Wenn man wissen möchte, wie sich die Änderung der Regeln durch das Ausscheiden aus dem Binnenmarkt auf den Außenhandel mit dem VK ausgewirkt hat, ist ein ausschließlicher Blick auf die Entwicklung des britischen Außenhandels mit seinen Handelspartnern in der EU irreführend, da die Handelsbeziehungen im Jahr 2021 neben dem Handels- und Kooperationsabkommen auch durch die Pandemie beeinflusst wurden. Es gibt verschiedene Möglichkeiten, diesen Umstand zu berücksichtigen (Ayele et al., 2021a und b).

Eine einfache Möglichkeit, zumindest zu einer groben Abschätzung der Größenordnung des Brexit-Effekts zu kommen, ist, die Entwicklung des britischen Außenhandels mit der EU oder einzelner Mitgliedstaaten mit der Entwicklung des Außenhandels mit anderen Handelspartnern zu vergleichen. Diese werden mithin als Vergleichsgruppen betrachtet.

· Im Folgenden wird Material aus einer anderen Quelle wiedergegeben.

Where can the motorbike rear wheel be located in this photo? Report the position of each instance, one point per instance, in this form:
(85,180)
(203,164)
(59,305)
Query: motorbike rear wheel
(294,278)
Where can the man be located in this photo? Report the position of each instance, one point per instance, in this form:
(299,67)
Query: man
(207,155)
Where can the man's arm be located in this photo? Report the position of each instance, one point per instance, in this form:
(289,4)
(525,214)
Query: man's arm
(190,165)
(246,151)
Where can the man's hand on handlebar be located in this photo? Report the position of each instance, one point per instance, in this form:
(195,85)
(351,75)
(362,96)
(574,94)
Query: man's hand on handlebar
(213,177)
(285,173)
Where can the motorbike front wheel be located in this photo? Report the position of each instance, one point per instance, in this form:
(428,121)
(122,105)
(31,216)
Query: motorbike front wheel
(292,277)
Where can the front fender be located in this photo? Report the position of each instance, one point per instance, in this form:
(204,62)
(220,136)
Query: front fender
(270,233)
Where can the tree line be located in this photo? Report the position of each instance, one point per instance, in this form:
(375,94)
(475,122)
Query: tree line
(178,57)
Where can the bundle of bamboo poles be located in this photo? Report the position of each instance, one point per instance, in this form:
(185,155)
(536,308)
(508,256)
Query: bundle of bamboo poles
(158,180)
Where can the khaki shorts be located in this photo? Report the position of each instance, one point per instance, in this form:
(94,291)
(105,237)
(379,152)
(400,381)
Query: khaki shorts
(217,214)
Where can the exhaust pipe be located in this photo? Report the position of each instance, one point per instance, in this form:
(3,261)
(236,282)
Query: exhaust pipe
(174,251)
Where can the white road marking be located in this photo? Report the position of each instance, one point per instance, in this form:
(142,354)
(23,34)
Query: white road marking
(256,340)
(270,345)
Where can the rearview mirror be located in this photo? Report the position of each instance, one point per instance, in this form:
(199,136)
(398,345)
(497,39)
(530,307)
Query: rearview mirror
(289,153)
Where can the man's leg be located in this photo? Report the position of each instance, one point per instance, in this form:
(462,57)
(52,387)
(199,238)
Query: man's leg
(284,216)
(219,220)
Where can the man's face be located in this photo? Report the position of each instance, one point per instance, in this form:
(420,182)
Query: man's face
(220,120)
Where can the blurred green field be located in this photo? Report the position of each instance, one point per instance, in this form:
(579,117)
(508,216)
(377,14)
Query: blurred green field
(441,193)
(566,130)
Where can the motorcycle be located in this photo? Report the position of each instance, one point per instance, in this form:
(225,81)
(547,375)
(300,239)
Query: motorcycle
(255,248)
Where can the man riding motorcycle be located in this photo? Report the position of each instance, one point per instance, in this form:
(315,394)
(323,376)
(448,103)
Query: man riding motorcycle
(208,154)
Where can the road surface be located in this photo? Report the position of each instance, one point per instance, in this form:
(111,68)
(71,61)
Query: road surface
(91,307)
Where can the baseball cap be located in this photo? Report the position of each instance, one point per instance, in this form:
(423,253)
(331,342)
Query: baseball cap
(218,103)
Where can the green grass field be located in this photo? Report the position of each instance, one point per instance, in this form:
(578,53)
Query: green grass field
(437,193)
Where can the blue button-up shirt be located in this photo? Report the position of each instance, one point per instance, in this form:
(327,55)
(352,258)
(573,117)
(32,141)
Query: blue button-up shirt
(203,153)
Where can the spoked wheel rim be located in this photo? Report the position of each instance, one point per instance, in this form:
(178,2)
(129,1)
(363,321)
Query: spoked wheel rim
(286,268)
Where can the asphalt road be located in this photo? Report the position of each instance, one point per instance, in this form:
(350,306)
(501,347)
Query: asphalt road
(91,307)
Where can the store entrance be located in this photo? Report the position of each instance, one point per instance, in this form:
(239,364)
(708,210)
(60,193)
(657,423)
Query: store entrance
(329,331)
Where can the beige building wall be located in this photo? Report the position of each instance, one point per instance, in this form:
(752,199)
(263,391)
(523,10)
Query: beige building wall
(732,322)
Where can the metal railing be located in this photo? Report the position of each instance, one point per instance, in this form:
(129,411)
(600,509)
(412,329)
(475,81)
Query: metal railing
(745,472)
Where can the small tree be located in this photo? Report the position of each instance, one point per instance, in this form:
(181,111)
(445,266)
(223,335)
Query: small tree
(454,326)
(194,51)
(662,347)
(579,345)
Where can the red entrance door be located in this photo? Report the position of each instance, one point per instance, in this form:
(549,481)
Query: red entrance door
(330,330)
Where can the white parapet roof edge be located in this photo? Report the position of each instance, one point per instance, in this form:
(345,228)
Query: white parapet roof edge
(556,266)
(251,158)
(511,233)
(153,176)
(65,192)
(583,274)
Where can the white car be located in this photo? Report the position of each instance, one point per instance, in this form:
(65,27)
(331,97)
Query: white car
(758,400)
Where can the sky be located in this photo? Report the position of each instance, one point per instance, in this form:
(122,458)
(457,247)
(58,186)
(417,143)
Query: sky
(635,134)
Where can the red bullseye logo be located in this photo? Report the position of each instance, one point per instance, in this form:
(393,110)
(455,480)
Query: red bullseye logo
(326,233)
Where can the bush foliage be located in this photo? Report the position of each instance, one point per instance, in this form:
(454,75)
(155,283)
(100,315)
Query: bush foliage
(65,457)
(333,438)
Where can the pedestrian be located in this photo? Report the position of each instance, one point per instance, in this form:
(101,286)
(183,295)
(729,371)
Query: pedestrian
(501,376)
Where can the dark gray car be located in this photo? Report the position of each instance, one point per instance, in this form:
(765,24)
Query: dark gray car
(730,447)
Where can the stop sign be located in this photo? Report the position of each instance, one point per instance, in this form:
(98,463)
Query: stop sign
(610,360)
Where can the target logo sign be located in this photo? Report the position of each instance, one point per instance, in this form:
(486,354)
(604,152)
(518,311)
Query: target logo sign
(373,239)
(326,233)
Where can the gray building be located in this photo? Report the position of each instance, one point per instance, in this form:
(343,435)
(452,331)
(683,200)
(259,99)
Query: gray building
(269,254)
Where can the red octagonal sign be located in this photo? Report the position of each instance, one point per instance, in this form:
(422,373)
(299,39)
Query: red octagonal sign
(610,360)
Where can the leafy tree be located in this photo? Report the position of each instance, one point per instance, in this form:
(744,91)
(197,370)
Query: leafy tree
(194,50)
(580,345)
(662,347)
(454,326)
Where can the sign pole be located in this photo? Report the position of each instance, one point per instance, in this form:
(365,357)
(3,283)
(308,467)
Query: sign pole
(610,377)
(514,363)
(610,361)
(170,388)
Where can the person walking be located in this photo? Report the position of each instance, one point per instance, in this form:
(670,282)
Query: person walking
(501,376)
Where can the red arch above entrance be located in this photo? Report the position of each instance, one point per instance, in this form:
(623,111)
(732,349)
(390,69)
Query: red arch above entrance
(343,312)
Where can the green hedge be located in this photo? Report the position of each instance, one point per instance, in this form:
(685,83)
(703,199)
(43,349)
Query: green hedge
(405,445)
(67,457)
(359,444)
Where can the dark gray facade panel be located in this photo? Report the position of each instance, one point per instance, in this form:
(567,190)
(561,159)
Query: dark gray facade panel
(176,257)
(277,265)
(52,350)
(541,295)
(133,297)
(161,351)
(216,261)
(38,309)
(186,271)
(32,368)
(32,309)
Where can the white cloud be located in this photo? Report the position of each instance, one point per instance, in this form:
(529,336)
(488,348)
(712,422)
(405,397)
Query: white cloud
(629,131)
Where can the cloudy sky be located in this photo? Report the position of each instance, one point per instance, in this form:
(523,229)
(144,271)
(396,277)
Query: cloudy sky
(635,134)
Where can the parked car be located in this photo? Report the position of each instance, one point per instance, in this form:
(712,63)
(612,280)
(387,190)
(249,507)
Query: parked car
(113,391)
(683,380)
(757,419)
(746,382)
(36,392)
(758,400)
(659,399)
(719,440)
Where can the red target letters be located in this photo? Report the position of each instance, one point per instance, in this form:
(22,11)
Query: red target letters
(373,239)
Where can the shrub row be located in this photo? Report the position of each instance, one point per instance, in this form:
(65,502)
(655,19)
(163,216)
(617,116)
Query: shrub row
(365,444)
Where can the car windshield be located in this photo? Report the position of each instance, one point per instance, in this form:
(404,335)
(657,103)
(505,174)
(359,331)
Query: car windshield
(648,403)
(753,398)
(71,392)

Der Unterschied in den Veränderungen des Außenhandels mit der EU im Vergleich zu den Veränderungen des Außenhandels mit anderen Handelspartnern bereinigt dabei näherungsweise um die Effekte der Pandemie. Ayele et al. (2021b, 4) kommen nach dieser Methode zu dem Ergebnis, dass die britischen Importe aus der EU in den ersten sieben Monaten des Jahres 2021 um fast 30 Prozent zurückgegangen sind.

Ein Blick auf die deutsch-britischen Handelsbeziehungen in den ersten drei Quartalen 2021 kommt zu einem ähnlichen Ergebnis. Dabei wird der bilaterale Handel Deutschlands mit dem VK mit drei Vergleichsgruppen verglichen. Das sind die EU-Staaten, jene OECD-Staaten, die nicht gleichzeitig auch in der EU sind, sowie die sogenannten BRICS-Staaten (Brasilien, Russland, Indien, China und Südafrika). Verglichen wird jeweils die Veränderung der Exporte und der Importe Deutschlands mit dem VK in den Monaten Januar bis September 2021 gegenüber dem gleichen Vorjahreszeitraum mit der Entwicklung der entsprechenden Handelsströme mit den drei genannten Ländergruppen.

Besonders deutliche Effekte zeigen sich bei den deutschen Importen aus dem VK. Hier verzeichnet die Statistik einen Rückgang um mehr als 8 Prozent gegenüber dem Vorjahr (Abbildung). Dagegen sind die deutschen Importe aus den EU-Staaten um mehr als 16 Prozent angestiegen und auch die Einfuhren aus den anderen beiden Vergleichsgruppen (OECD ohne EU-Mitglieder) und den BRICS-Staaten haben deutlich zugelegt, wenn auch in unterschiedlichem Ausmaß. Die Differenz jeweils zum Rückgang der Importe aus dem VK deutet die Größenordnung des Brexit-Effekts an. Der Rückgang der deutschen Exporte ins VK fällt zwar deutlich geringer aus als auf der Importseite, der Anstieg der Lieferungen in die drei Vergleichsgruppen zeigt aber auch hier, wie handelshemmend sich das Ausscheiden des VK aus der EU und dem gemeinsamen Binnenmarkt ausgewirkt hat. Wenn die Briten künftig ebenfalls umfassend kontrollieren, könnte dies den deutschen Lieferungen ins VK noch einen zusätzlichen Dämpfer verpassen. Es bleibt abzuwarten, wie sich die künftigen Handelsbeziehungen zwischen Deutschland und dem VK auf längere Sicht entwickeln werden.